Technical View | Nifty forms bearish candle, experts say can slip below 17,000

India

The Nifty fell plunged more than 300 points, extending losses for the third consecutive session on February 7, and formed a big bearish candle on the daily chart as the closing was lower than the opening level.

Traders seem to have turned cautious ahead of Monetary Policy Committee’s three-day meeting that begins on February 8. Rising oil prices, and relentless FII selling also added to the selling pressure. All sectoral indices, barring Metal and PSU Bank, fell 1-2 percent.

The index decisively broke its 50-day simple moving average (SMA) placed at 17,440 and slipped to around 17,100, indicating that the fall could get extended to around 16,950 in the coming sessions, experts said.

Volatility also increased significantly to climb above the 20 mark, indicating choppy trade going ahead. India VIX, which measures the expected volatility in the market, rose 8.14 percent to 20.44 levels.

The Nifty started off lower at 17,456.30 and hit the day’s low of 17,119.40 before recouping some of the losses. It settled at 17,213.60, with a loss of 302.70 points or 1.73 percent.

“A long bear candle was formed on the daily chart with minor lower shadow. This pattern signals sharp downside momentum in the market after the lower top formation of around 17,795 levels (seen on February 2),” said Nagaraj Shetti, Technical Research Analyst at HDFC Securities.

In the last few months, the market has shown sharp weakness from the higher or lower tops (indicative of long bear candles). “Monday’s steep weakness could be another evidence of the said market action,” he said.

Also read: Gainers & Losers: 5 stocks that moved the most on February 7

The short-term trend for the Nifty continues to be down and the downside momentum seemed to have picked up, Shetti said.

“There is a possibility of further weakness down to the lower support of around 16,950-16,850 levels in the next few sessions, before witnessing another round of minor upside bounce from the lows. Immediate resistance is placed at 17,300 levels,” Shetti said.

On the broader markets front, the Nifty midcap 100 and smallcap 100 indices corrected more than a percent each.

Also read: Investor wealth eroded by Rs 4 lakh crore as Sensex tanks more than 1,300 points

On the options front, there was a maximum Call open interest at 1,8000 strike then 17,500 strike, while maximum Put open interest was seen at 16,500 then 16000 strike. Marginal Call writing was seen at 17,500 then 18,000 strike, while Put writing was seen at 16,900 then 17,200 strike.

The data indicates that the Nifty can see a wider trading range of 16,800 to 17,700 in the coming sessions.

Bank Nifty

The Bank Nifty opened negative at 38,592 and breached its 50-day exponential moving average on daily frame, falling up to 37,802.70 intraday.

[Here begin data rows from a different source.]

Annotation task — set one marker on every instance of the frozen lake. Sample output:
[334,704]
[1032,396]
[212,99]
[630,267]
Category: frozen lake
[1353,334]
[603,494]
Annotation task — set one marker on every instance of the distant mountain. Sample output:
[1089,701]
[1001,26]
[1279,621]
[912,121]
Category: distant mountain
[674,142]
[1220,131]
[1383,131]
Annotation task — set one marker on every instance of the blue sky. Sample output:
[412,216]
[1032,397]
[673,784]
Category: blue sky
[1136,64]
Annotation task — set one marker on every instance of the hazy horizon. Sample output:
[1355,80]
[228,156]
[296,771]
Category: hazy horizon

Private heavyweight counters including HDFC Bank, Kotak Mahindra Bank, IndusInd Bank, ICICI Bank and RBL Bank dragged the index down, which closed 793.90 points, or 2.05 percent, down at 37,995.40.

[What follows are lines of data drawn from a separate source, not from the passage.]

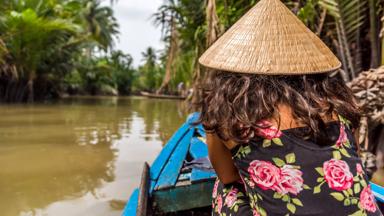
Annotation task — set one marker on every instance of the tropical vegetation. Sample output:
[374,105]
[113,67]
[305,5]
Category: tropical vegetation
[53,47]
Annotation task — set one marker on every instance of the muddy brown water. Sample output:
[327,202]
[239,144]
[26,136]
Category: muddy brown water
[79,156]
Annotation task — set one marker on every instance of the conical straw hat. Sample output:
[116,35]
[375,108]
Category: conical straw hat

Also read: Nifty turns negative for 2022; here’s what is ailing sentiment on D-Street

The index formed a bearish candle and has been forming lower tops, lower bottoms on the daily scale.

“Till it sustains below 38,250 levels, weakness could be seen towards 37,500 and 37,250, whereas hurdles are seen at 38,500 and 38,850,” said Chandan Taparia, Vice President | Analyst-Derivatives at Motilal Oswal Financial Services.

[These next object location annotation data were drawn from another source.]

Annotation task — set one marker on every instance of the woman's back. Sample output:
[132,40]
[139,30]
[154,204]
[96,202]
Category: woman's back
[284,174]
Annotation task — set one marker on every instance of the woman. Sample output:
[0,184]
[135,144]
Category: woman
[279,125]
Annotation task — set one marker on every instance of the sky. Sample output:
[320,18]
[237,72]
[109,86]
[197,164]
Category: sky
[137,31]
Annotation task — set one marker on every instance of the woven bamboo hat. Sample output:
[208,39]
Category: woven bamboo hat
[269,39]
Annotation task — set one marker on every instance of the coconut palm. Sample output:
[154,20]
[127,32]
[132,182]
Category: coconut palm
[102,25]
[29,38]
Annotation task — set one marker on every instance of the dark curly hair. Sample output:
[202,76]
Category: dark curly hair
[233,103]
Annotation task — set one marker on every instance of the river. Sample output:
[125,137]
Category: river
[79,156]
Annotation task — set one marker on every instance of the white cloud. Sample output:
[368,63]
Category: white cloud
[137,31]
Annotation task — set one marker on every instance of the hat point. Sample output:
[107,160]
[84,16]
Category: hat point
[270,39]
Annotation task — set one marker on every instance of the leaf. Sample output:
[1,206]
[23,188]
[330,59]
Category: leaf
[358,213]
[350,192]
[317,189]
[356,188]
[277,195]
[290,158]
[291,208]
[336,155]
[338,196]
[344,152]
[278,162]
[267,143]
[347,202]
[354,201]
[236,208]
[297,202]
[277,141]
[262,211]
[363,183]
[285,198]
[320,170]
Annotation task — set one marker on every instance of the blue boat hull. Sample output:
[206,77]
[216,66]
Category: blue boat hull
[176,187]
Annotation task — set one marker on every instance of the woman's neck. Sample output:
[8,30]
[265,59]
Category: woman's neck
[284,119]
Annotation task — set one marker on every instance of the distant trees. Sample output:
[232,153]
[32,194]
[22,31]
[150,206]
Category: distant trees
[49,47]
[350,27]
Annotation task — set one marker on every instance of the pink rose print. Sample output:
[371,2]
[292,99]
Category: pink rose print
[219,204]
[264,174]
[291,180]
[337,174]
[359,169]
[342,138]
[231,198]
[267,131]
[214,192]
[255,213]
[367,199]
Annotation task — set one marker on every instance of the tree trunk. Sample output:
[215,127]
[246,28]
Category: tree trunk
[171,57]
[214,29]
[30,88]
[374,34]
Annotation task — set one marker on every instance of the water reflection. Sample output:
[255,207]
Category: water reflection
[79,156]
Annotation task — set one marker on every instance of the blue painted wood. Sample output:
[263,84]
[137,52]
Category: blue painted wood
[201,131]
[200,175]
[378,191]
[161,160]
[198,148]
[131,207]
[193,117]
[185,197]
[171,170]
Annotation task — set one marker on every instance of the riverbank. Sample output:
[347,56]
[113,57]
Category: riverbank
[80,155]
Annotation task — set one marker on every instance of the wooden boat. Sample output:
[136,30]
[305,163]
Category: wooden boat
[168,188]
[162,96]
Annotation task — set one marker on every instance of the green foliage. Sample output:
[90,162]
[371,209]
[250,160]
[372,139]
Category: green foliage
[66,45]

On the stock front, Taparia said a bullish setup was seen in InterGlobe Aviation, Bank of Baroda, Vedanta, Biocon, ONGC, Power Grid Corporation of India, Gujarat Gas, GAIL, Ambuja Cements, NALCO, SBI, NMDC, Tata Steel and SRF. Weakness was seen in Lupin, Apollo Hospitals, Tata Consumer Products, Strides Pharma Sciences, HDFC AMC, HDFC Life, HDFC Bank, Britannia, Bajaj Finserv, Hero MotoCorp, IEX, United Spirits, Kotak Mahindra Bank and HDFC.